Setting down the bottles and glasses and arranging things just so, gave her something to do, something to distract herself from the way he looked at her.

His voice was velvet soft when he said, "Why don't you just explain what all this is? I've always suspected that muggle studies was full of shite."

They spent a while on that, with her allowing him to push buttons and swipe the screen of her cell phone. His curiosity was endearing. In the end, he was laughing at her as she demonstrated the Hoover, dancing around with her ear buds in as she swept the machine across the floors.

Katie fell onto the sofa next to him, flushed and slightly drunk, and pulled the earphones out. He was smiling broadly, and reached for the bottle of wine on the table. It was almost empty, and he poured the last few drops into her glass with a flourish.
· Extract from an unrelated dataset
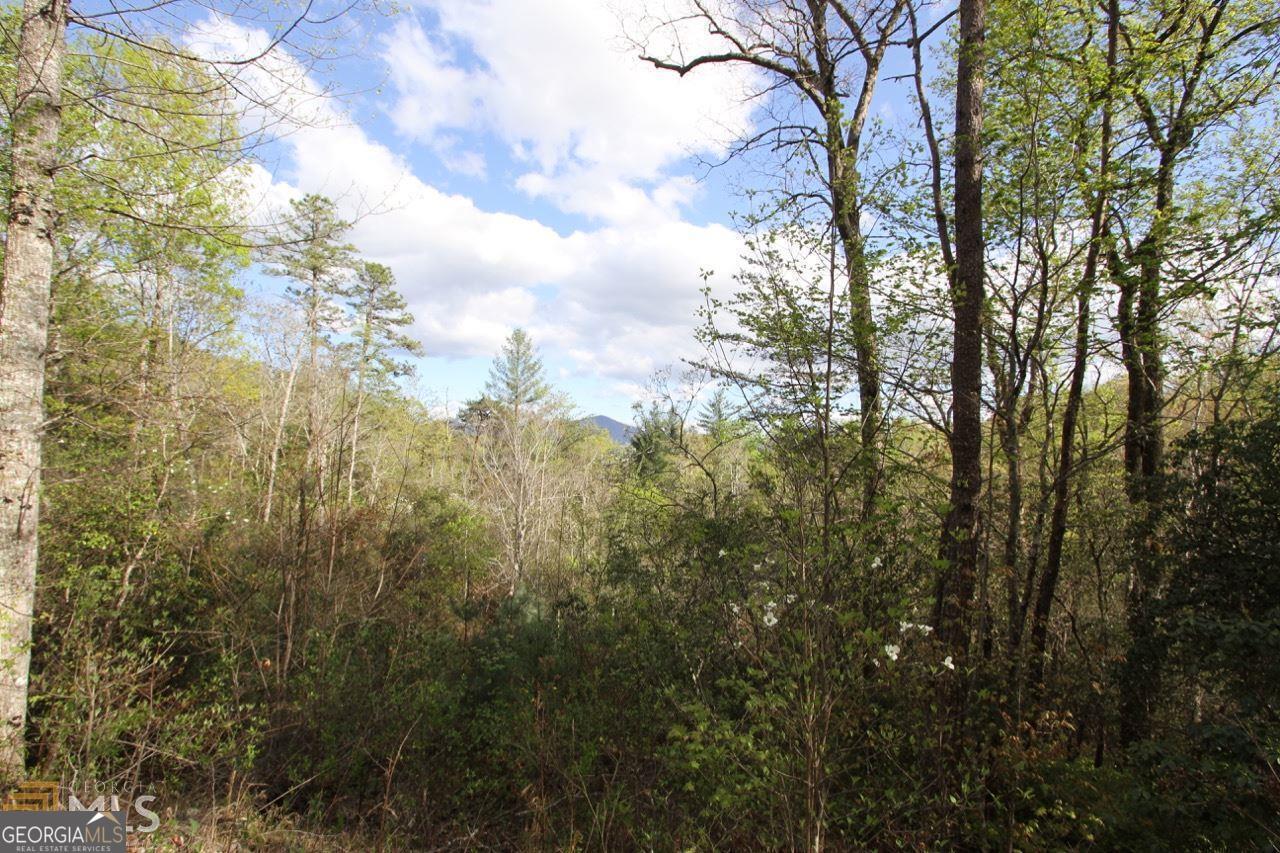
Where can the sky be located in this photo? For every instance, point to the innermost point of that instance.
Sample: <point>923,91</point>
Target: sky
<point>516,164</point>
She giggled, actually giggled, something she didn't remember doing in years. "You know, Flint, I don't think I've had this much fun in years."

"Marcus," he said.

"Hmm?"

"Marcus, you should call me Marcus. We're not just old school chums, are we? So, Marcus."

"Alright, Marcus," the name felt funny in her mouth, "are you hungry?"
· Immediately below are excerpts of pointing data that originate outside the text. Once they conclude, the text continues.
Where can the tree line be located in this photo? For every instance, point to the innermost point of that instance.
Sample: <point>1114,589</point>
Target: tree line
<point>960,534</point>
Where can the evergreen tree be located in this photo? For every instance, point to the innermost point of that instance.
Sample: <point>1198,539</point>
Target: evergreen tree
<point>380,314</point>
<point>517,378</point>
"I'm a professional quidditch player, Katie, I'm pretty much always hungry. Are you offering to cook for me?"

She snorted, "No. I'm offering to order a pizza, if that sounds acceptable?"

"Order a pizza?"

"For science, or whatever. To show you that muggles are quite brilliant for all their limitations."

"Alright, that sounds interesting, if nothing else."
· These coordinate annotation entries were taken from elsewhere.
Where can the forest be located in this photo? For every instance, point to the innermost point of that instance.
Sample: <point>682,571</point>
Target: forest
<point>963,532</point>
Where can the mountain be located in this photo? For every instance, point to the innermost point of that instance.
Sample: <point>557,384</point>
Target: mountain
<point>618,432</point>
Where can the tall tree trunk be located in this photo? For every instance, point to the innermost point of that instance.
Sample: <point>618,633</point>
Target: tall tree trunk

Katie picked up her cell phone, while Marcus watched carefully, and scrolled through her contacts until she reached the right one. She placed the order, for two large, after looking at her guest, and settled back to wait.

"It'll be here in about an hour. It usually takes less time, but they are busy tonight," she said.

"What can we do for an hour? I wonder," Marcus said, eyes hooded and predatory.

"But, you said we're friends," Katie murmured, because she might not have been the most experienced at this, but even she could recognize the look in his face.

A laugh rumbled in his chest, and a sly smile stole across his lips, "No. I said we're not just school chums anymore. Besides, being friends doesn't necessarily mean that we can't..."

He leaned forward, towards her, and she leaned back, away from him.

"Is this why you keep coming around?" she asked, when he was in her space, his face almost touching hers.

"If you're asking if I fancy you, the answer is yes, but if you're asking if I just want a shag, the answer is no."

He sounded so sincere, so calm and certain, she was charmed despite herself.

"It's just a kiss, Katie."

She forced herself to relax, to allow the moment to happen. And it was nice. His lips were firm and warm, his breath smelled pleasantly of the wine they'd shared, and he didn't try to cage her face with his hands. She relaxed, and his tongue swept the seam of her lips.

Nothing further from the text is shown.